Courtesy Sherrese Clarke Soares

As the founder and CEO of HarbourView Equity Partners, Sherrese Clarke Soares (MBA 2004) is establishing herself within the high-stakes contest to own the catalogs of music that attract users to social media and gaming platforms, as well as streaming options like Spotify and Apple Music.

A recent New York Times article, “A $1 Billion Competitor for Music Rights Says ‘Content Is Queen,’” explains that HarbourView is backed by up to $1 billion from Apollo Global Management, catapulting the firm into a competitive position relative to other major buyers like BMG and Hipgnosis Songs Fund, which has spent about $2 billion on the catalogs of Neil Young and Shakira.

Clarke Soares, the former CEO of Tempo Music Investments and a managing director at Morgan Stanley before that, declined to tell the Times what kind of deals she would be chasing. But she has long maintained a focus on minority artists. Her application to HBS even included a proposal for an investment platform that would support artists of color, according to the Times.

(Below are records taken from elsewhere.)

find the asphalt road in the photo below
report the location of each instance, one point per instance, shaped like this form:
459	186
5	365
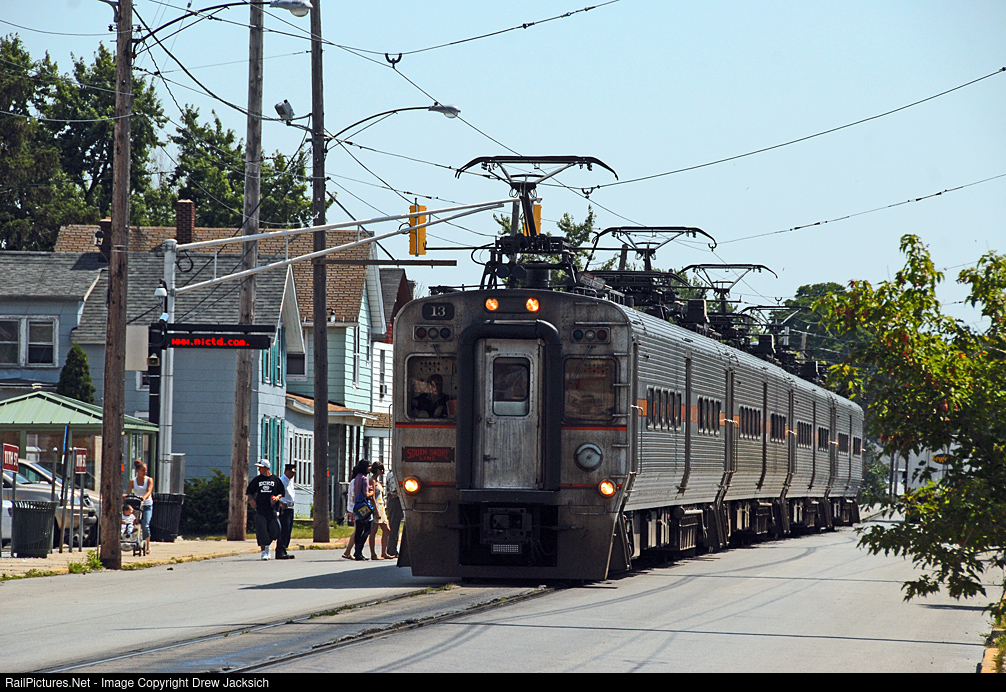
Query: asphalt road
811	603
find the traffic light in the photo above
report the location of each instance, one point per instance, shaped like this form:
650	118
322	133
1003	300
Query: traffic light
416	236
537	221
157	335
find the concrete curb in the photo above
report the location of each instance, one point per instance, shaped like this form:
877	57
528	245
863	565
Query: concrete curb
181	550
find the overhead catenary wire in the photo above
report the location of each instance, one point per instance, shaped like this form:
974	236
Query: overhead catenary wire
799	139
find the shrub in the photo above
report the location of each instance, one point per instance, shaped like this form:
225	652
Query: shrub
205	509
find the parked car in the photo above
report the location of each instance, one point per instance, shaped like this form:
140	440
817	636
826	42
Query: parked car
26	490
36	473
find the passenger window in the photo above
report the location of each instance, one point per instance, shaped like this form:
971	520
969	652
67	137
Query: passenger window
590	391
511	382
433	387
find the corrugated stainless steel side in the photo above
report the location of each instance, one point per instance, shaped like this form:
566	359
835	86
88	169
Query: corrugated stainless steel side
758	473
803	478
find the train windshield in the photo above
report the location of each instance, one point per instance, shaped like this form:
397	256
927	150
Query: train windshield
510	386
590	389
433	387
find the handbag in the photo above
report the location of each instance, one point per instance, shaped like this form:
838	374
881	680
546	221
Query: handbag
363	510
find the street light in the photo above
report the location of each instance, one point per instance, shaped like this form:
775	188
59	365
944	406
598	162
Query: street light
286	113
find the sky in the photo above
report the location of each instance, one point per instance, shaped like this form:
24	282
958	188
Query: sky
647	88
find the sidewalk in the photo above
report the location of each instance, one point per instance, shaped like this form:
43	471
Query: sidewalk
181	550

“I wanted to impact how the world saw people like me, and the fastest way to do that is through content, because it travels to places you and I can’t go with our hands and our feet,” she said.

She also suggested that she may be looking at sectors that have traditionally been undervalued. While there has been a wave of deals for the work of artists of color lately—BMG just announced an agreement for the rights to Tina Turner’s catalog, for example—white artists like Bob Dylan, Paul Simon, and Aerosmith have fetched the highest valuations.

“We want to invest differently, not colored by preconceived notions,” Clarke Soares said. “Just because something is in the R&B sector, or in the Latin sector, we don’t believe that it should have a discount.”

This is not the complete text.